Phillip Rhys Olney’s project with the Sloane Lab sought to gain an understanding of the way in which the objects of Sloane’s collection were stored in his residences in Bloomsbury and Chelsea. The project then asked to what degree the physicality of the collection in cabinets designed by William Hallett affected their curation, and organisation. By physically and digitally modelling these cabinets, the project understands to what extent these cabinets enabled processes of subtle curation. 

The project understands Hallett’s cabinets to be ‘bifocal data’– a framing technique which requires the observer to look both ‘at’ and ‘through’ them (Sperberg-McQueen, 2018). The completed project posits theories as to how storage of Sloane’s collection created organisational principles, and influenced the curation of the collection at the British Museum at Montagu House, in 1753, and later at the British Library and Natural History Museum.  

Register for the Zoom event and view the full seminar series programme: https://critical-creative.eventbrite.co.uk


The Sloane Lab Seminar Series is convened by Marco Humbel (Sloane Lab & UCLDH), Nadezhda Povroznik (TU Darmstadt), Julianne Nyhan (TU Darmstadt & UCL) and Andrew Flinn (UCL). Administrative support is provided by Lucy Stagg (UCLDH & UCL IAS).

This joint virtual seminar is co-hosted by University College London, TU Darmstadt, the British Museum and the Natural History Museum.

The symposium is funded by the Towards a National Collection programme (Arts and Humanities Research Council) as an activity of the Sloane Lab Discovery Project.

About the Speaker

Phillip Rhys Olney

Phillip's field is Fine Art & English Literature, and the interdisciplinary understanding to be gained through expanded forms of research.

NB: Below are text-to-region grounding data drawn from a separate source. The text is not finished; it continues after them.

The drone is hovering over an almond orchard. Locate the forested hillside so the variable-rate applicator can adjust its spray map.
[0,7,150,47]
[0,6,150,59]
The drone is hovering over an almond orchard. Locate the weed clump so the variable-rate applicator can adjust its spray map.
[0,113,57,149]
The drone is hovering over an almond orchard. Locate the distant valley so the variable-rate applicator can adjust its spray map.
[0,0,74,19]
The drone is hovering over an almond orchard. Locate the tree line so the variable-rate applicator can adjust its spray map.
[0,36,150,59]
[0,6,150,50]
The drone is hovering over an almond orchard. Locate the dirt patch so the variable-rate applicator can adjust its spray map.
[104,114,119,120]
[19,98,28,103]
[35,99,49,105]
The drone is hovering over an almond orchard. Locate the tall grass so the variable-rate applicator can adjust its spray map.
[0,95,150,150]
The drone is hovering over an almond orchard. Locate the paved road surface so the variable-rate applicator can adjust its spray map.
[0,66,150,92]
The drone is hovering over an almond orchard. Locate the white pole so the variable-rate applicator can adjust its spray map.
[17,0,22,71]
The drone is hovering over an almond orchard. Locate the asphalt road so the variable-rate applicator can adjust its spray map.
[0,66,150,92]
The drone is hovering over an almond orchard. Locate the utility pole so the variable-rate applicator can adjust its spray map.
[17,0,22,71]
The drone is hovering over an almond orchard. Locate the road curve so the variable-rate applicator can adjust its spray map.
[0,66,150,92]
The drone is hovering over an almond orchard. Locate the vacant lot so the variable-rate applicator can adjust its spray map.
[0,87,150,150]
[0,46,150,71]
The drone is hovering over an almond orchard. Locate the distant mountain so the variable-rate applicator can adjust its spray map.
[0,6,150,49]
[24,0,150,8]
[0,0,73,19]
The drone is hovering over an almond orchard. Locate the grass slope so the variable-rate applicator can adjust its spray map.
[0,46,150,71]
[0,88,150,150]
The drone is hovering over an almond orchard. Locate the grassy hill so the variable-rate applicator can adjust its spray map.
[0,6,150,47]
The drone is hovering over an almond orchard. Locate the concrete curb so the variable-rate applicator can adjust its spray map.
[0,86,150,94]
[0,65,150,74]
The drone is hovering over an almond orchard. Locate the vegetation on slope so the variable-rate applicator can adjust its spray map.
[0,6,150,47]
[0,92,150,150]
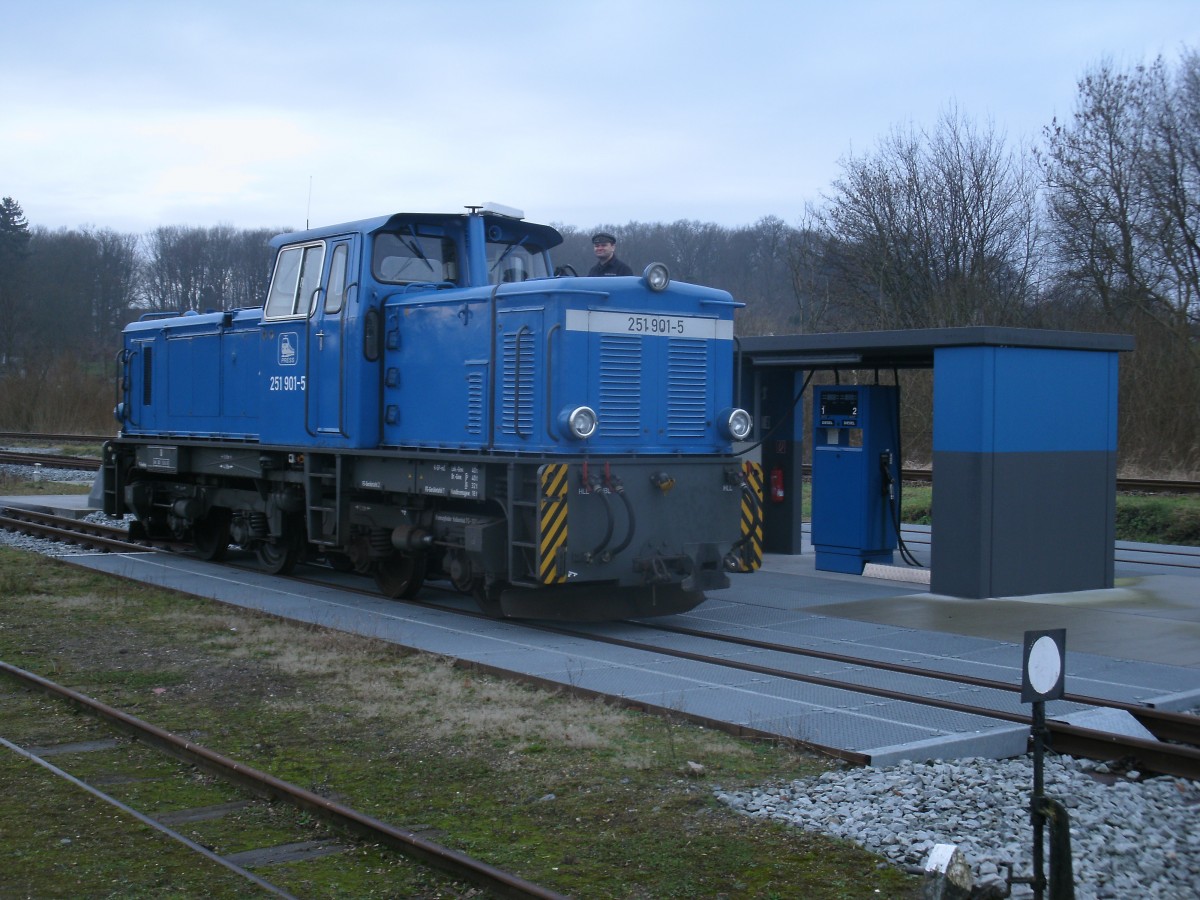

Phillip's professional practice investigates the ancestral role of working-class industries amid the cultural contexts of class, education and social mobility, seeing practical professions as alternate repertoires of knowledge and investigation. Phillip graduated from the University of Oxford with First Class-Honours (English Language & Literature BA, 2021), and as Sir Frank Bowling Scholar from Chelsea College of Art & Design (Fine Art MA, Distinction, 2023).